Although treatment may be required for 6 months or longer, 80% of patients treated conservatively have no long-term recurrence of pain. Current recommendations for the conservative management of plantar fasciitis call for a multimodal, evidence-based approach.

Initial Treatment

Initial treatment should include sufficient foot rest with conservative analgesic use. OTC NSAIDs have been shown to be an adequate means of pain control when used in combination with other forms of treatment. Focused stretching of the Achilles tendon, plantar fascia, and intrinsic muscles of the foot has also been demonstrated to improve pain.

The intermittent application of ice seems to provide some benefit to patients with plantar fasciitis when compared with heat application.

Osteopathic Manipulative Treatment

The osteopathic manipulative treatment technique of counterstrain may provide immediate improvement of plantar fasciitis symptoms; however, maintenance of these results has not been documented. The plantar fascia should be placed in a position of least resistance with passive flexion of the knee and plantar flexion of the ankle and toes.

Orthosis Options

A wide variety of orthosis options are available for the management of plantar fasciitis. The use of shoe inserts, in combination with stretching exercises, has been shown to provide superior short-term improvement in heel pain compared with stretching alone.

The use of posterior-tension night splints has also shown benefit in patients with chronic plantar fasciitis. The suspected therapeutic mechanism of night splinting is the maintenance of ankle dorsiflexion and toe extension, creating a constant mild stretch on the plantar fascia.

Corticosteroid Injections

Corticosteroid injections should be considered with caution, owing to a potentially unfavorable risk-to-benefit ratio for patients with plantar fasciitis. The risks associated with corticosteroid injection include skin and fat pad atrophy, infection, and plantar fascia rupture.

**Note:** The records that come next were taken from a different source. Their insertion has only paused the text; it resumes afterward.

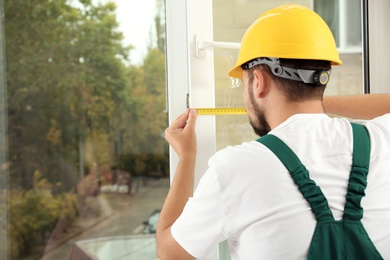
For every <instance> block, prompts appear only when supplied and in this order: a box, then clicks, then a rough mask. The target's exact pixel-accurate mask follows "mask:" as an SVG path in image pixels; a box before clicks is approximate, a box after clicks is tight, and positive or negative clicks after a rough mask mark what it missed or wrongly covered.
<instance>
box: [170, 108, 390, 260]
mask: <svg viewBox="0 0 390 260" xmlns="http://www.w3.org/2000/svg"><path fill="white" fill-rule="evenodd" d="M366 125H367V129H368V131H369V132H370V137H371V146H372V148H371V167H370V169H369V173H368V178H367V180H368V185H367V188H366V196H365V197H364V198H363V200H362V207H363V209H364V215H363V220H362V223H363V225H364V226H365V228H366V230H367V232H368V234H369V236H370V238H371V239H372V241H373V242H374V244H375V246H376V247H377V249H378V250H379V252H380V253H381V254H382V256H383V257H384V258H385V259H387V258H390V249H389V247H388V245H390V174H389V173H387V172H386V171H388V170H387V169H388V167H387V166H388V165H390V143H389V142H390V141H389V140H390V115H387V116H384V117H382V118H378V119H376V120H375V121H374V122H372V123H367V124H366ZM271 134H274V135H276V136H278V137H279V138H280V139H281V140H283V141H284V142H285V143H286V144H287V145H288V146H289V147H291V149H292V150H293V151H294V152H295V153H296V154H297V156H298V157H299V158H300V159H301V161H302V163H303V164H304V165H305V166H306V168H307V169H308V170H309V173H310V178H312V179H313V180H314V181H315V182H316V183H317V185H318V186H320V187H321V190H322V192H323V193H324V195H325V196H326V198H327V199H328V202H329V207H330V209H331V211H332V213H333V215H334V217H335V219H336V220H339V219H341V218H342V214H343V209H344V204H345V195H346V187H347V183H348V179H349V172H350V168H351V163H352V130H351V126H350V124H349V122H348V121H347V120H340V119H331V118H328V117H327V116H326V115H321V114H311V115H310V114H307V115H304V114H302V115H295V116H292V117H291V118H289V119H288V120H287V121H286V122H284V123H282V124H281V125H279V126H278V127H277V128H275V129H273V130H272V131H271ZM209 166H210V168H209V170H208V171H207V172H206V174H205V177H204V179H203V180H202V181H201V183H200V184H199V189H200V191H201V192H196V193H195V195H194V199H192V200H191V201H190V202H189V206H188V207H186V209H185V211H184V214H183V216H182V217H181V218H179V220H178V222H177V224H175V225H174V227H173V229H172V230H173V231H172V232H173V235H174V237H175V238H176V239H177V240H178V241H179V242H181V243H180V244H182V245H185V244H192V243H190V242H189V241H191V240H193V239H194V240H196V239H197V237H198V236H197V235H193V234H194V233H195V232H196V231H197V232H196V233H199V229H200V228H201V226H202V225H204V226H206V227H207V223H220V225H219V224H218V225H216V226H213V227H210V229H207V230H205V231H204V232H203V233H201V234H202V235H203V237H204V238H203V239H202V241H198V243H197V242H195V244H197V245H199V247H198V248H192V249H191V248H189V249H188V250H196V251H199V252H205V251H207V248H206V247H207V246H206V247H204V244H206V245H207V244H208V245H211V244H213V243H215V241H216V240H218V239H219V240H221V239H225V238H227V239H228V240H229V243H230V248H231V253H232V258H233V259H286V258H288V259H304V258H305V257H306V254H307V250H308V247H309V244H310V241H311V238H312V235H313V232H314V228H315V225H316V221H315V218H314V216H313V214H312V212H311V209H310V207H309V205H308V204H307V202H306V200H305V199H304V198H303V197H302V195H301V193H300V192H299V190H298V189H297V187H296V186H295V184H294V182H293V180H292V178H291V176H290V174H289V173H288V172H287V170H286V168H285V167H284V166H283V165H282V164H281V162H280V161H279V160H278V159H277V157H276V156H275V155H274V154H272V153H271V152H270V151H269V150H268V149H267V148H266V147H264V146H263V145H261V144H259V143H257V142H249V143H244V144H242V145H240V146H235V147H229V148H227V149H224V150H222V151H221V152H219V153H217V154H216V155H215V156H214V157H213V158H212V159H211V160H210V163H209ZM205 190H209V192H208V194H207V193H206V194H205V193H204V191H205ZM199 194H202V195H201V196H199ZM205 201H207V203H205ZM194 216H195V218H196V221H194ZM219 232H221V233H222V234H224V236H223V237H221V236H218V233H219ZM188 234H189V235H188ZM191 234H192V235H191ZM187 239H189V240H188V241H187ZM208 239H210V240H208ZM200 242H202V243H200ZM189 252H191V251H189ZM205 253H206V252H205ZM205 255H206V254H205Z"/></svg>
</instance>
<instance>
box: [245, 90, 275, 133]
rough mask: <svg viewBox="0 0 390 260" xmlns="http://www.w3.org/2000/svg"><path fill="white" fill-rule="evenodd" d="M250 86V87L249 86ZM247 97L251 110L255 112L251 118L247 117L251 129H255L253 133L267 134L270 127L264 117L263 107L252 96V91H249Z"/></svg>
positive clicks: (268, 131)
mask: <svg viewBox="0 0 390 260" xmlns="http://www.w3.org/2000/svg"><path fill="white" fill-rule="evenodd" d="M250 88H252V87H250ZM249 98H250V101H251V105H252V108H253V111H254V113H255V118H254V119H251V118H250V117H249V122H250V124H251V126H252V128H253V131H255V134H256V135H258V136H260V137H261V136H264V135H267V134H268V133H269V132H270V131H271V127H270V126H269V124H268V122H267V119H266V118H265V109H264V108H261V107H260V106H259V105H258V104H257V103H256V102H255V98H254V96H253V92H252V91H251V89H250V91H249Z"/></svg>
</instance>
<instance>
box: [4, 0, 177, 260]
mask: <svg viewBox="0 0 390 260" xmlns="http://www.w3.org/2000/svg"><path fill="white" fill-rule="evenodd" d="M2 11H4V17H5V19H4V21H5V22H4V32H5V40H4V39H2V38H1V44H2V46H3V48H2V49H4V51H5V56H6V60H5V62H4V63H3V66H2V67H1V68H2V69H4V68H5V69H4V71H5V76H6V82H5V84H1V86H0V98H1V100H3V99H5V102H0V103H1V104H0V105H1V109H0V125H1V127H0V145H1V149H0V151H1V154H0V163H1V172H0V173H1V178H0V188H1V193H0V194H1V195H0V205H1V208H0V209H1V210H0V212H2V215H0V224H1V225H0V226H1V228H2V230H0V232H1V234H2V235H1V237H2V239H3V240H2V243H0V244H1V246H0V250H1V252H0V258H2V259H56V260H57V259H68V257H69V259H80V258H78V257H82V256H88V257H89V258H91V259H97V258H98V259H129V257H130V259H145V258H146V259H153V258H156V253H155V246H154V244H155V238H154V233H155V224H156V220H157V219H158V216H159V210H160V209H161V207H162V203H163V200H164V198H165V197H166V194H167V192H168V188H169V165H168V145H167V143H166V141H165V140H164V138H163V132H164V130H165V128H166V127H167V113H166V86H165V82H166V81H165V31H164V28H165V17H164V14H165V11H164V1H163V0H147V1H142V2H134V1H123V0H122V1H120V0H117V1H109V0H101V1H85V0H83V1H81V0H79V1H78V0H73V1H70V0H69V1H66V0H58V1H52V0H34V1H12V0H5V1H4V8H3V9H2ZM1 77H2V71H1V70H0V78H1ZM2 82H3V81H2ZM5 92H6V93H7V95H6V94H5ZM4 104H6V108H7V110H6V112H4V107H5V106H4ZM5 117H7V120H8V122H7V126H8V129H7V130H8V135H7V136H6V135H5V130H4V128H3V127H4V125H5V124H3V123H4V122H5ZM145 119H147V120H145ZM5 137H6V138H7V143H5ZM7 174H8V176H9V178H8V183H6V182H5V181H6V180H7V178H6V176H7ZM6 203H8V204H6ZM6 206H8V209H9V211H6V210H5V209H6ZM4 211H5V212H6V213H8V216H7V214H5V213H3V212H4ZM4 214H5V215H4ZM3 224H4V225H3ZM3 229H4V230H3ZM5 232H8V240H9V241H8V243H7V241H6V240H7V236H5V235H4V234H6V233H5ZM7 244H8V245H9V246H8V247H7ZM6 257H7V258H6ZM83 259H85V258H83Z"/></svg>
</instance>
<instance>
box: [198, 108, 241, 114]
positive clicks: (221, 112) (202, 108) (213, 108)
mask: <svg viewBox="0 0 390 260" xmlns="http://www.w3.org/2000/svg"><path fill="white" fill-rule="evenodd" d="M194 109H195V110H196V111H197V112H198V115H244V114H246V113H247V112H246V108H235V107H232V108H194Z"/></svg>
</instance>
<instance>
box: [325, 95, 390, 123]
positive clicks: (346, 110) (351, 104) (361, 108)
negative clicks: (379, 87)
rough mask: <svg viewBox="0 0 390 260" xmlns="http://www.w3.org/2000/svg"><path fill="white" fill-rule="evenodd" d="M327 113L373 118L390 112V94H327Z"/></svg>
mask: <svg viewBox="0 0 390 260" xmlns="http://www.w3.org/2000/svg"><path fill="white" fill-rule="evenodd" d="M323 106H324V111H325V113H330V114H334V115H339V116H345V117H349V118H356V119H372V118H374V117H377V116H381V115H383V114H386V113H390V94H366V95H348V96H325V97H324V100H323Z"/></svg>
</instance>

Extracorporeal Shock Wave Therapy (ESWT)

There are limited data available regarding ESWT for the management of plantar fasciitis. Nonetheless, in clinical trials, the addition of high-energy shock waves to standard therapies demonstrated a statistically significant improvement in symptoms at 3 months.

Ultrasound Therapy

Ultrasound therapy has recently been investigated for the management of refractory plantar fasciitis. Although there is presently insufficient evidence to support its efficaciousness, studies suggest it is relatively safe.

Surgical Treatments

Partial or complete plantar fasciotomy is indicated only after at least 6 to 12 months of conservative treatment has failed. Before proceeding with surgery, the differential diagnosis must be revisited to consider other causes of subcalcaneal pain. Surgical release of greater than 40% of the plantar fascia may have detrimental effects on other ligamentous and bony structures in the foot.

Nevertheless, a significant portion of patients who undergo surgical intervention after failed conservative treatment report substantial or complete reduction in heel pain.